Overview
This dataset contains comprehensive quantum chemistry calculations and Variational Quantum Eigensolver (VQE) results for the molecular nitrogen (N₂) dissociation curve using the Contextual Subspace (CS) approach on a superconducting quantum computer.
Source
Dataset Description
The dataset (n2_cs_vqe_complete.parquet) contains 160 rows (geometries) and 46 columns (features) in a unified structure. Each row represents a molecular geometry along the N₂ dissociation curve from 0.8 to 2.0 Å.
The dataset combines:
- Classical quantum chemistry calculations for all 160 geometries (complete dissociation curve)
- Experimental quantum computing results from IBM superconducting quantum processors at 10 selected geometries
All data for a given geometry is contained in a single row, eliminating the need for separate datasets or complex joins.
Key Features
Data Organization
- 160 rows: One row per molecular geometry (bond length)

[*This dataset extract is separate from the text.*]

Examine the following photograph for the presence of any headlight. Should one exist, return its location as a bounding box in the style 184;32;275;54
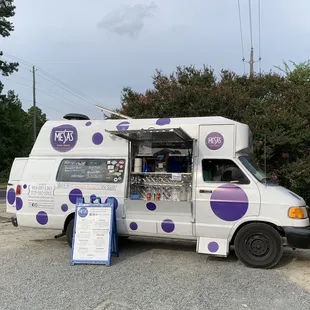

- has_experimental_data: Boolean flag indicating whether experimental quantum computing data is available for this geometry (10 geometries have
True, 150 have False)
Molecular Geometry
bond_length_angstrom: N-N bond length in Ångströms (ranging from 0.8 to 2.0 Å, 160 evenly-spaced points)
Classical Quantum Chemistry Energy Calculations
Available for all 160 geometries:
energy_hf: Hartree-Fock energy
energy_mp2: MP2 (Møller-Plesset 2nd order) energy
energy_cisd: Configuration Interaction Singles Doubles energy
energy_ccsd: Coupled Cluster Singles Doubles energy
energy_ccsd_t: CCSD with perturbative triples energy
energy_fci: Full Configuration Interaction energy (exact within basis set)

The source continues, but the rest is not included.